CF: So its future is quite assured.
ROBINSON: All our development comes from donations and well investments other things, we do not use donations for running expenses.
CF: I see. I’d heard that it was quite a big fund raising operation to establish the nursing home section, how was that organised?
ROBINSON: That was in the early seventies, and we realised at that time we had somewhere about a hundred odd residents. We realised the need for a nursing home, so we decided to take the plunge and we had some funds and we did need twenty-five thousand, and they would have been dollars in those days. So the committee agreed to run an appeal and I got involved in it. We brought together a representative of every community in the three Shires, gave them a good dinner one night, and brainwashed them verbally, sent each one back to their own community, and asked them to do the same thing in their community with all their local organisations. And we gave them all a target, and I think we ranged from about five or six thousand from Nambour, down to a thousand in Kenilworth, Maleny, and various other amounts for all the little towns.

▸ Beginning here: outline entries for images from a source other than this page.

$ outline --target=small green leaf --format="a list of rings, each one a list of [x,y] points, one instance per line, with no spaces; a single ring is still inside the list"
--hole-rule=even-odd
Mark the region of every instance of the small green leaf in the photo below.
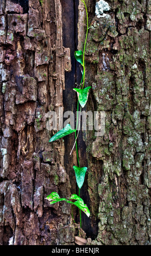
[[[45,199],[49,201],[50,204],[53,204],[60,201],[66,201],[69,204],[74,204],[74,205],[76,205],[81,211],[84,211],[88,217],[90,216],[90,212],[87,206],[84,204],[83,200],[77,194],[73,194],[70,198],[66,199],[66,198],[60,198],[58,193],[53,192]],[[76,202],[72,202],[70,200],[76,200]]]
[[[51,194],[48,196],[46,199],[48,200],[50,202],[50,204],[54,204],[60,201],[67,201],[66,198],[60,198],[59,194],[56,192],[52,192]]]
[[[73,199],[73,200],[78,200],[78,201],[80,201],[81,202],[82,202],[84,204],[83,200],[80,197],[78,197],[78,196],[77,196],[77,194],[73,194],[69,199],[72,199],[72,200]]]
[[[73,204],[76,205],[79,209],[84,211],[87,217],[90,216],[90,212],[86,204],[82,204],[80,201],[76,201],[75,203],[73,203]]]
[[[76,51],[74,52],[74,57],[82,66],[83,66],[83,53],[81,51]]]
[[[87,167],[78,167],[77,166],[73,166],[75,171],[76,180],[79,188],[81,188],[83,185],[85,175],[87,169]]]
[[[84,89],[73,89],[73,90],[77,92],[79,101],[82,107],[84,107],[86,103],[89,95],[89,90],[91,88],[91,86],[89,86]]]
[[[56,139],[59,139],[62,137],[66,136],[68,134],[72,133],[72,132],[75,132],[76,130],[73,130],[70,125],[67,124],[66,127],[62,130],[60,130],[59,132],[58,132],[55,135],[54,135],[52,138],[49,139],[49,142],[52,142],[53,141],[56,141]]]

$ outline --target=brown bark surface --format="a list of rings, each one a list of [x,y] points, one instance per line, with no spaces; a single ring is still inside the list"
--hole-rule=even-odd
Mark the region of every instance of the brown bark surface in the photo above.
[[[81,197],[91,211],[74,224],[74,135],[53,143],[47,113],[76,111],[86,14],[73,0],[0,1],[0,245],[150,245],[150,1],[108,0],[98,17],[86,1],[86,110],[105,112],[105,133],[80,132],[88,172]],[[78,17],[79,15],[79,17]],[[73,135],[73,136],[72,136]],[[79,214],[74,217],[79,223]]]

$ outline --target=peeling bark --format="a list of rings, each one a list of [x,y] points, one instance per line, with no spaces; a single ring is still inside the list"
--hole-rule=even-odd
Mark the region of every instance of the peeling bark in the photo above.
[[[77,192],[75,151],[68,156],[74,137],[49,143],[56,131],[46,123],[49,111],[76,110],[80,71],[73,53],[83,50],[83,4],[78,23],[72,0],[0,1],[1,245],[74,245],[79,231],[88,245],[151,244],[150,3],[108,0],[98,17],[96,2],[86,1],[86,109],[105,111],[105,133],[79,135],[88,166],[81,197],[91,211],[84,231],[69,204],[45,200]]]

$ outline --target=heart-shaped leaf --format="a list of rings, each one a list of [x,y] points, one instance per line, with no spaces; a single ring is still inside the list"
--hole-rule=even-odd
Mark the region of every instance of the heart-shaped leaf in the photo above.
[[[74,57],[82,66],[83,66],[83,53],[81,51],[76,51],[74,52]]]
[[[71,197],[68,199],[60,198],[58,193],[53,192],[46,197],[45,199],[49,201],[50,204],[53,204],[60,201],[66,201],[69,204],[74,204],[81,211],[84,211],[88,217],[90,216],[90,212],[87,206],[84,204],[83,200],[77,194],[73,194]],[[76,202],[73,202],[70,201],[70,200],[73,199],[76,200]]]
[[[72,132],[75,132],[76,130],[73,130],[70,125],[67,124],[67,125],[63,128],[63,129],[60,130],[55,135],[54,135],[52,138],[49,139],[49,142],[52,142],[53,141],[56,141],[56,139],[59,139],[62,137],[66,136],[68,134],[72,133]]]
[[[69,199],[73,199],[73,200],[76,200],[77,201],[80,201],[82,203],[84,204],[84,201],[83,200],[79,197],[78,197],[78,196],[77,196],[77,194],[73,194],[71,197],[69,198]]]
[[[66,198],[60,198],[59,194],[56,192],[52,192],[51,194],[48,196],[46,199],[48,200],[50,202],[50,204],[54,204],[60,201],[67,201]]]
[[[89,90],[91,88],[91,86],[89,86],[84,89],[73,89],[73,90],[77,92],[79,101],[82,107],[84,107],[86,103],[89,95]]]
[[[75,171],[76,180],[79,188],[81,188],[83,185],[85,175],[87,169],[87,167],[78,167],[77,166],[73,166]]]
[[[85,213],[85,214],[87,216],[87,217],[90,216],[90,212],[86,204],[83,204],[80,201],[76,201],[74,203],[73,203],[73,204],[74,204],[74,205],[76,205],[76,206],[78,207],[79,209],[84,211]]]

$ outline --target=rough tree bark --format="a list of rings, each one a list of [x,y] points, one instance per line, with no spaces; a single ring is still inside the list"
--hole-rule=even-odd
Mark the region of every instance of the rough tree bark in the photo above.
[[[77,193],[74,136],[49,143],[46,114],[76,110],[83,4],[0,1],[1,245],[74,245],[79,231],[88,245],[151,245],[151,2],[106,0],[98,16],[98,1],[85,2],[86,110],[106,117],[103,136],[87,131],[78,140],[88,167],[81,197],[91,211],[82,215],[83,231],[68,204],[45,198]],[[74,216],[78,223],[75,209]]]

And so each organisation went back and they got on, called together all their clubs and that in the town, split up their quota amongst them, and in thirteen weeks we had our twenty-five thousand dollars.

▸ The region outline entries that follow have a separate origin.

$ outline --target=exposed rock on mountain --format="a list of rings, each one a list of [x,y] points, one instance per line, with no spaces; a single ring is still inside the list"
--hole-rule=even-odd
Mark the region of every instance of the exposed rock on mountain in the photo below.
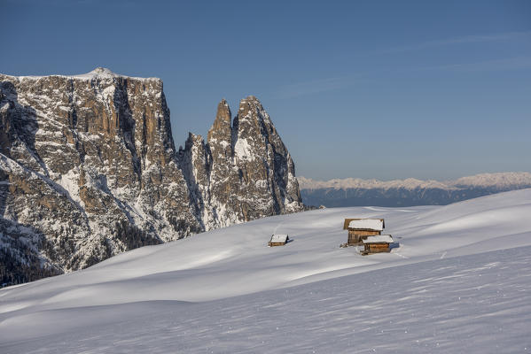
[[[222,101],[208,143],[191,134],[176,151],[160,79],[0,74],[0,281],[301,211],[293,161],[258,100],[230,119]]]
[[[413,178],[388,181],[353,178],[322,181],[304,177],[299,177],[299,181],[304,203],[311,205],[444,205],[493,193],[531,188],[531,173],[482,173],[443,182]]]

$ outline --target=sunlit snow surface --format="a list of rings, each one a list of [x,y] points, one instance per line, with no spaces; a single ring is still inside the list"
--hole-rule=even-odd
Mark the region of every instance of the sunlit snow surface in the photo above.
[[[398,247],[340,248],[345,218],[384,218]],[[0,352],[531,352],[530,285],[531,189],[325,209],[2,289]]]

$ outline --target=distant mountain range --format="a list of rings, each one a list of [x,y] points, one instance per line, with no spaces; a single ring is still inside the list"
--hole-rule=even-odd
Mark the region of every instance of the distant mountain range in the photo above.
[[[325,181],[297,179],[305,204],[326,207],[444,205],[531,188],[531,173],[527,172],[481,173],[446,181],[414,178],[386,181],[357,178]]]

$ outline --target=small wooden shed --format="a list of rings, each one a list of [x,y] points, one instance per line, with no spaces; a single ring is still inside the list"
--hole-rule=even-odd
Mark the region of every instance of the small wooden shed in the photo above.
[[[368,236],[362,241],[363,242],[363,255],[371,253],[390,252],[391,243],[394,242],[393,236],[390,235],[378,235],[376,236]]]
[[[284,246],[290,241],[290,237],[287,235],[275,234],[271,235],[269,245],[272,246]]]
[[[343,230],[348,230],[348,246],[361,245],[368,236],[381,235],[386,227],[383,219],[345,219]]]

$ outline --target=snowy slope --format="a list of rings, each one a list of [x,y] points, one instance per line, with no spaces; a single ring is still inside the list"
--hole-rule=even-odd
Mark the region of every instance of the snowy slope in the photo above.
[[[325,209],[137,249],[0,290],[0,352],[526,352],[531,189]],[[340,249],[385,218],[390,254]],[[271,234],[293,241],[269,248]]]

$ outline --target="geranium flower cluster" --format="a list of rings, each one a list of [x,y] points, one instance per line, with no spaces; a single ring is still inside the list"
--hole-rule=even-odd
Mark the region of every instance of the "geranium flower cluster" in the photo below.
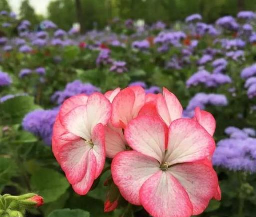
[[[196,109],[182,118],[177,97],[146,94],[138,86],[72,96],[61,106],[52,150],[74,191],[87,194],[112,158],[112,178],[122,197],[152,216],[189,217],[220,200],[211,159],[216,121]],[[118,198],[105,210],[114,210]]]

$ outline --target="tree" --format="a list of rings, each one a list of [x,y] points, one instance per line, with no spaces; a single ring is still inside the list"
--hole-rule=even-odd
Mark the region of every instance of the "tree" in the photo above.
[[[57,0],[51,1],[48,6],[49,19],[58,26],[68,30],[76,22],[76,16],[74,0]]]
[[[28,0],[24,0],[22,2],[20,9],[20,15],[22,19],[30,21],[32,25],[39,22],[34,9],[30,4]]]
[[[10,5],[7,0],[0,0],[0,11],[2,10],[6,10],[8,12],[10,12],[11,11]]]

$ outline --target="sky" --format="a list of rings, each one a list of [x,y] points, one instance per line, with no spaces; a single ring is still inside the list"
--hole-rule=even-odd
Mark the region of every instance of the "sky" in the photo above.
[[[46,15],[47,7],[52,0],[29,0],[30,4],[38,14]],[[12,8],[12,10],[18,14],[22,0],[9,0],[9,3]]]

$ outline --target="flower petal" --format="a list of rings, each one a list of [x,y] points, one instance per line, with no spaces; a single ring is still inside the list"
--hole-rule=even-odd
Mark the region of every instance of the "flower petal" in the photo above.
[[[70,142],[60,150],[60,163],[71,184],[81,181],[88,168],[88,156],[92,145],[82,139]]]
[[[135,102],[135,94],[130,88],[121,90],[112,103],[112,122],[118,128],[125,128],[132,119],[132,108]]]
[[[143,106],[140,111],[138,116],[142,115],[159,117],[155,102],[150,101],[146,103]]]
[[[154,217],[190,217],[192,206],[180,183],[168,172],[158,171],[140,191],[140,202]]]
[[[60,119],[74,108],[86,105],[88,100],[88,96],[86,94],[78,94],[66,100],[62,105],[60,111]]]
[[[110,102],[112,103],[114,98],[121,91],[120,87],[118,87],[114,90],[110,90],[105,93],[105,96],[110,101]]]
[[[216,120],[211,113],[201,110],[200,107],[197,107],[193,119],[202,125],[212,136],[214,135],[216,129]]]
[[[90,152],[88,158],[86,172],[82,179],[79,182],[72,185],[73,189],[80,195],[86,195],[90,191],[95,179],[96,173],[96,158],[93,152]]]
[[[92,132],[98,124],[106,125],[111,117],[112,106],[110,101],[98,92],[92,94],[87,103],[87,119]]]
[[[197,122],[180,119],[170,124],[165,161],[174,164],[202,160],[212,156],[215,148],[213,137]]]
[[[125,136],[134,150],[162,162],[166,150],[168,128],[156,117],[139,116],[128,125]]]
[[[168,126],[182,116],[183,108],[178,98],[164,87],[163,95],[158,95],[156,107],[159,114]]]
[[[106,159],[105,132],[102,124],[98,124],[94,128],[92,137],[94,143],[92,151],[96,162],[95,174],[95,179],[96,179],[102,173]]]
[[[218,187],[218,178],[214,168],[197,162],[174,165],[170,171],[188,194],[193,215],[202,213]]]
[[[120,128],[105,126],[106,155],[113,158],[116,154],[126,150],[126,141]]]
[[[122,152],[112,162],[112,176],[124,197],[132,204],[140,205],[141,186],[160,170],[160,167],[156,159],[136,151]]]
[[[68,132],[84,139],[90,140],[90,129],[87,119],[86,105],[81,105],[72,110],[60,121]]]

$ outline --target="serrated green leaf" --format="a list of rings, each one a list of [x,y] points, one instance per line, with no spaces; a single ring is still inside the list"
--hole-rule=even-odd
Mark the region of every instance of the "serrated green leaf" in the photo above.
[[[0,103],[0,124],[20,123],[28,112],[40,108],[30,96],[18,96]]]
[[[40,168],[31,177],[33,190],[44,197],[45,203],[56,201],[63,195],[70,186],[66,177],[48,168]]]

CF: So in other words using the grass roots sort of level.
ROBINSON: Yes. The newspaper co-operated beautifully and they used to have a graph in every week, showing how we were going, they listed all the donations, the activities, it was a wonderful, it was a full community effort. And it was impossible to get an exact figure, but I know that it was over a hundred and thirty district organisations, held some sort of a function or did have some activity towards the appeal. So you can’t get much more community than that.

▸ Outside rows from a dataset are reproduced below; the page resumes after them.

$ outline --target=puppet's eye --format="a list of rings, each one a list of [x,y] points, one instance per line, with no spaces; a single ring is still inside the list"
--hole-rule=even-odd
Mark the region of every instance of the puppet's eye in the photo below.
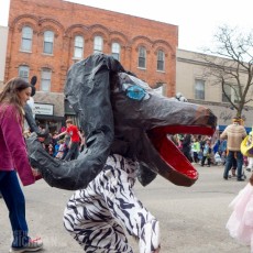
[[[146,92],[146,90],[141,88],[140,86],[124,84],[123,87],[127,96],[131,99],[141,101],[148,98],[148,94]]]

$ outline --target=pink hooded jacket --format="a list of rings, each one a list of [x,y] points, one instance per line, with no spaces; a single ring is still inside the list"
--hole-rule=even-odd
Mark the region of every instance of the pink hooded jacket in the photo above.
[[[22,134],[21,119],[12,105],[0,106],[0,170],[15,169],[23,186],[35,182]]]

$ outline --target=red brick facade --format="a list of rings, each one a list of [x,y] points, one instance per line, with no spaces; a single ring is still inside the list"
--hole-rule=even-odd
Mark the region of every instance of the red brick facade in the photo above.
[[[33,31],[31,52],[21,51],[22,28]],[[62,92],[67,69],[74,63],[74,37],[85,38],[84,57],[94,53],[94,37],[103,38],[103,53],[111,44],[121,46],[120,62],[150,86],[165,84],[165,95],[175,94],[178,28],[147,19],[106,11],[62,0],[11,0],[6,80],[19,75],[19,66],[30,68],[30,78],[52,70],[51,92]],[[53,54],[43,53],[44,32],[54,32]],[[146,68],[139,68],[139,47],[146,48]],[[165,53],[165,69],[157,72],[157,51]]]

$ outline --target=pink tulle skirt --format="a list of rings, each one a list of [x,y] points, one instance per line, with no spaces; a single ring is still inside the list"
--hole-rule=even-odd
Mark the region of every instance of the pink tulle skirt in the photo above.
[[[253,252],[253,186],[249,183],[230,204],[233,209],[227,223],[230,235],[251,245]]]

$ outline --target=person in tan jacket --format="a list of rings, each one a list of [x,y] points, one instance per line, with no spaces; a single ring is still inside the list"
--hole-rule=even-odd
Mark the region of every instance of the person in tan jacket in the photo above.
[[[243,155],[241,153],[241,142],[246,136],[246,131],[243,125],[241,125],[241,118],[234,117],[233,123],[229,124],[224,131],[221,133],[220,139],[227,139],[227,160],[223,173],[223,178],[228,180],[229,170],[232,167],[233,157],[237,158],[238,164],[238,182],[244,180],[242,178],[242,164]]]

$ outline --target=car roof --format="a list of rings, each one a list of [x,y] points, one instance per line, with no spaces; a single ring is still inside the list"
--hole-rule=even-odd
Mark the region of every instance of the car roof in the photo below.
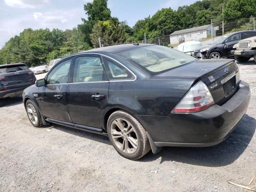
[[[22,63],[12,63],[12,64],[6,64],[5,65],[0,65],[0,67],[5,67],[8,66],[15,66],[16,65],[19,66],[26,66],[26,64]]]
[[[87,51],[75,53],[71,55],[68,55],[65,58],[63,58],[63,59],[83,53],[102,53],[102,52],[106,52],[112,53],[113,54],[115,54],[120,52],[122,52],[123,51],[125,51],[128,50],[136,49],[136,48],[139,48],[140,47],[155,45],[155,45],[154,44],[139,44],[138,43],[113,45],[112,46],[108,46],[105,47],[102,47],[101,48],[97,48],[93,49],[90,49]]]

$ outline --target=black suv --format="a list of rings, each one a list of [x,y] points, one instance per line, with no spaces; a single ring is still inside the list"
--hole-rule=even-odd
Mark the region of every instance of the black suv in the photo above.
[[[24,63],[0,65],[0,98],[22,95],[23,90],[34,84],[36,80]]]
[[[198,58],[220,59],[234,57],[230,53],[233,46],[241,39],[256,36],[256,31],[244,31],[229,33],[195,50],[194,56]]]

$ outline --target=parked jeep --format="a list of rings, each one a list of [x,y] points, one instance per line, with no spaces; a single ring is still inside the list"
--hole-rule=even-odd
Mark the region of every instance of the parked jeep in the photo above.
[[[253,57],[256,62],[256,36],[239,41],[233,48],[231,53],[238,62],[246,62]]]

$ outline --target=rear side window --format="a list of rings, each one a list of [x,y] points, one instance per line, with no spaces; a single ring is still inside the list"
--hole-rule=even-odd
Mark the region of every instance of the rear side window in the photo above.
[[[110,79],[131,79],[133,77],[128,70],[115,61],[104,57],[103,62]]]
[[[244,32],[244,38],[247,39],[250,37],[256,36],[256,33],[254,32]]]
[[[29,70],[28,67],[25,65],[10,65],[1,67],[0,66],[0,73],[10,73],[19,71]]]
[[[94,56],[78,57],[73,82],[93,82],[106,80],[106,74],[100,58]]]
[[[58,64],[47,76],[47,84],[67,83],[71,59]]]

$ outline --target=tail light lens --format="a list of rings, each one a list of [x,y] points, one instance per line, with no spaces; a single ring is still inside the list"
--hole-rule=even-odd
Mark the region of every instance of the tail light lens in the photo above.
[[[0,76],[0,80],[4,80],[4,79],[5,79],[5,76]]]
[[[208,88],[200,81],[190,89],[172,112],[196,112],[205,109],[214,104]]]

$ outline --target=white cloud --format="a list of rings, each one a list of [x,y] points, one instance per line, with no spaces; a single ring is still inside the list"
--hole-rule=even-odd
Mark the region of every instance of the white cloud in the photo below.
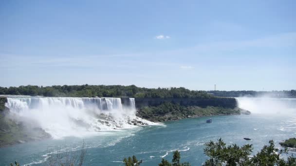
[[[170,38],[170,37],[169,36],[165,36],[164,35],[159,35],[158,36],[155,36],[155,38],[156,39],[166,39]]]
[[[194,68],[194,67],[191,66],[181,66],[180,68],[182,69],[191,69]]]

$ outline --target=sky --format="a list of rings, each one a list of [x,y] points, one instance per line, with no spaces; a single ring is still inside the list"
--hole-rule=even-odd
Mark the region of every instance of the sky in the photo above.
[[[296,0],[1,0],[0,86],[296,89]]]

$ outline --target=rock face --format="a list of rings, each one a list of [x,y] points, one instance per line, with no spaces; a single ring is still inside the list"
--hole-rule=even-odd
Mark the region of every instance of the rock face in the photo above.
[[[5,109],[5,102],[7,102],[6,98],[0,96],[0,111],[4,111]]]
[[[137,108],[145,106],[156,106],[165,102],[171,102],[182,106],[196,106],[201,107],[207,106],[234,108],[238,106],[235,98],[223,98],[215,99],[195,98],[136,98]]]

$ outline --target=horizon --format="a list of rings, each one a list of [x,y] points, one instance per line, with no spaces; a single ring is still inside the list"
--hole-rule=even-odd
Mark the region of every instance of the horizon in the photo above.
[[[170,86],[170,87],[145,87],[145,86],[137,86],[136,85],[134,85],[134,84],[130,84],[130,85],[120,85],[120,84],[110,84],[110,85],[106,85],[106,84],[89,84],[88,83],[86,83],[86,84],[64,84],[64,85],[46,85],[46,86],[43,86],[43,85],[31,85],[31,84],[28,84],[28,85],[19,85],[19,86],[9,86],[9,87],[6,87],[6,86],[0,86],[0,87],[3,87],[4,88],[9,88],[10,87],[19,87],[19,86],[37,86],[39,87],[41,87],[41,86],[42,87],[46,87],[46,86],[64,86],[64,85],[67,85],[67,86],[82,86],[82,85],[88,85],[89,86],[99,86],[99,85],[104,85],[104,86],[131,86],[131,85],[135,85],[137,87],[139,87],[139,88],[148,88],[148,89],[151,89],[151,88],[154,88],[154,89],[157,89],[158,88],[185,88],[187,89],[189,89],[190,90],[193,90],[193,91],[256,91],[256,92],[277,92],[277,91],[291,91],[291,90],[295,90],[295,89],[284,89],[284,90],[219,90],[219,89],[216,89],[216,90],[214,90],[214,89],[209,89],[209,90],[202,90],[202,89],[190,89],[189,88],[188,88],[186,87],[184,87],[184,86],[178,86],[178,87],[176,87],[176,86]],[[217,89],[217,87],[216,87],[216,89]]]
[[[293,0],[2,1],[0,86],[295,89],[295,7]]]

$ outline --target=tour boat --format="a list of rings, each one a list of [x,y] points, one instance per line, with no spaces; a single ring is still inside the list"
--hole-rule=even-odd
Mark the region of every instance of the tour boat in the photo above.
[[[206,120],[206,123],[212,123],[212,119]]]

CF: No, it’s really quite amazing. And you still find, I mean obviously it’s been years and years of fundraising for the village, do you find you can still go in to the community and get a reaction?
ROBINSON: Yeah. A couple of years ago I had the idea that the nursing home was looking too much like a hospital, and it would look better if it had a few paintings and things around the wall. Well you can go one way and you can buy prints, get them painted. But I wanted to local interest in the thing, and I made an appeal through the paper for local artists to donate, would they donate a painting to be hung on Sundale. We were absolutely over-whelmed; we’ve got some very valuable paintings by a very noted artist. We’ve got paintings in various wards and rooms and passages, to get away from the clinical atmosphere. We did get some wonderful paintings, and we got some that weren’t so good which haven’t been hung. But it was just an example of response, of public response.
CF: Perhaps just to wind up I guess, perhaps you might using your dispassionate photographers eye, just give me what you feel is your opinion of Nambour now you know the impetus that D A Low had started. Do you feel it’s gone on, or do you feel Nambour has settled somewhat as a town?
ROBINSON: I think Nambour is still the centre of the Sunshine Coast, I think it’s the core. I think it will continue to be that, when we’ve got such things as the General Hospital, we’ve got the Local Authority here. I think it will be the main core of the area, I think it’s advantages are that it’s one of the most wonderful places to live in, close enough to Brisbane, you can go down to a function in an hour, hour and a half if you want to, and come home after. It’s got everything from seasides to Mountains, I think if we get the by-pass to the town we’ll then have a chance to develop the town as it should develop.